Kaymakam’ın Afyon’u 'değneksiz köy' sandığını belirten [H.Ü.], Kaymakam’ın kapattığı kuyuların zaten kapalı kör kuyular olduğunu ifade etti. Hiç kimse ile şahsi bir problemi olmadığını söyleyen [H.Ü.], 'Kaymakama karşı bir husumetim yok. Ama işlerin yürümemesinin de birilerinin söylemesi lazım' dedi. [H.Ü.], gazeteniz Kocatepe’de çıkan yazıların hepsinin kendisine ait olduğunu ve bunların içinin boş olmadığını, yetkililere konunun iletildiğini, ancak bir işlem yapılmadığı için düşüncelerini kamuoyuyla paylaştığını söyledi. Kaymakam İlhan’ın MP 5 silahla bir domuzun üstüne basarken çekilen fotoğraflarına tepki gösteren [H.Ü.], 'Devlete ait bir silahla domuzun üzerine ayağını koyarak fotoğraf çektiriyor ve ben silah kullanmayı bilmem ben vurmadım diyor. Madem sen vurmadım neden ayağını basıyorsun. Silah kullanmayı bilmem di-yorsun MP 5 ile ne işin var? Başka şeyler daha var fakat özel hayata girdiği için sınırlı tutuyorum. Eleştirilerimi kamu gücünü kullanması ile sınırlı tutuyorum' dedi.

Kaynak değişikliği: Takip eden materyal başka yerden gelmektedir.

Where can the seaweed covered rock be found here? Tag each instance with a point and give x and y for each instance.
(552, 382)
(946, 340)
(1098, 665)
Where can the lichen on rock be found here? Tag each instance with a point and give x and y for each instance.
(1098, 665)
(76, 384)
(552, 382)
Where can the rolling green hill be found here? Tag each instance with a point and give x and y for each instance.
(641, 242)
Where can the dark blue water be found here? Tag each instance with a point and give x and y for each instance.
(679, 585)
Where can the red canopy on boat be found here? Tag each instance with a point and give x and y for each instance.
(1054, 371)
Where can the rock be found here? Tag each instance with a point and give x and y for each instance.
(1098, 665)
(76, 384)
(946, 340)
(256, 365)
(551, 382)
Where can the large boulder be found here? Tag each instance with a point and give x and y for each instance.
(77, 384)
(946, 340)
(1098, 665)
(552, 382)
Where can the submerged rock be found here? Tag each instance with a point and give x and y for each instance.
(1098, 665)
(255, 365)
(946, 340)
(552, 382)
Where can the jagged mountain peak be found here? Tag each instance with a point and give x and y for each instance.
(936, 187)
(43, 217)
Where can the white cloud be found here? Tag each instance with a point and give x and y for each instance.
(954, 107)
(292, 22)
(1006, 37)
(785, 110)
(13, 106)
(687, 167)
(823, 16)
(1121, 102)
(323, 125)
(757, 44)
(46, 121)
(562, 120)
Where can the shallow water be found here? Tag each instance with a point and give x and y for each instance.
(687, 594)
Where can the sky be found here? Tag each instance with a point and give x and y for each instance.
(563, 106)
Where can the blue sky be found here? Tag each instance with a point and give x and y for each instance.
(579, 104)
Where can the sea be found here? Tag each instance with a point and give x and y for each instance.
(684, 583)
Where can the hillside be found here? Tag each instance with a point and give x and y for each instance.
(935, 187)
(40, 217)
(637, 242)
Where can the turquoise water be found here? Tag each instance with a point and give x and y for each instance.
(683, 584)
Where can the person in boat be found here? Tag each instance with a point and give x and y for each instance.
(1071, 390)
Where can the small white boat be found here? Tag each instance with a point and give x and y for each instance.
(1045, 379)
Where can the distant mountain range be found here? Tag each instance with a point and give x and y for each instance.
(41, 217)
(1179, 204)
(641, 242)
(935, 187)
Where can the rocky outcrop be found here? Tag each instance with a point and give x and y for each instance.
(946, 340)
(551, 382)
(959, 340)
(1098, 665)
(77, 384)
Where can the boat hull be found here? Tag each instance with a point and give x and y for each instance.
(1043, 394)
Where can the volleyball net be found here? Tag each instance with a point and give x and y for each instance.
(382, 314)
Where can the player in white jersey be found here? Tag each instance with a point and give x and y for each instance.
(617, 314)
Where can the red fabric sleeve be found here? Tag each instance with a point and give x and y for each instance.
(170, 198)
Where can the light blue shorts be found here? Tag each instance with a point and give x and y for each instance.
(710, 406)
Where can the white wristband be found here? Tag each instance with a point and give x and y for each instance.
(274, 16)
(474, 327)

'Nezaket sınırları aşıldı'

Bir iş adamına silah gösterme olayına da değinen [H.Ü.], 'Bu konuya bir gazeteci arkadaşımız tanık ama ismi vermeyeceğim. Kendisi çıksın söylesin. Seni vururum şeklinde değil fakat nezaket sınırlarını aşan bir şe-kilden bahsediyorum. Bir Kaymakama bu yakışmaz. Devlet adına oradasınız ve bu gücü kullanıyorsunuz. Diyelim ki yeri geldi lavaboya gedeceksiniz. Silahınızı çıkarmanız gerekiyor belinizden. Bunun usulü çıkarırken kimseyi rahatsız etmeyecek bir şekilde yavaşça olmalı. Herkese göstere göstere, doldur boşalt yaparak çekmeceye koyuyorsanız. Bunun nezaket ile bir ilgisi yoktur' diye konuştu. Bu mevzunun üzerine çok da fazla gidilmemesi gerektiğini söyleyen [H.Ü.], tehdit olayının da kişinin algılaması ile de ilgili olduğunu belirtti.

'Çarpıcı iddialar var'

Bütün talebinin kamu yetkilerinin kullanılması ile ilgili olduğunu belirten [H.Ü.], şunları söyledi: 'Hiç kimsenin özel hayatı beni ilgilendirmiyor. Fakat devlet size bir kamu yetkisi verdiyse, size bir makam tahsis ettiyse, emrinize asayişi sağlayın diye kolluk kuvveti de vermiş ise, bu olanakları özel olarak kullanamazsınız' dedi.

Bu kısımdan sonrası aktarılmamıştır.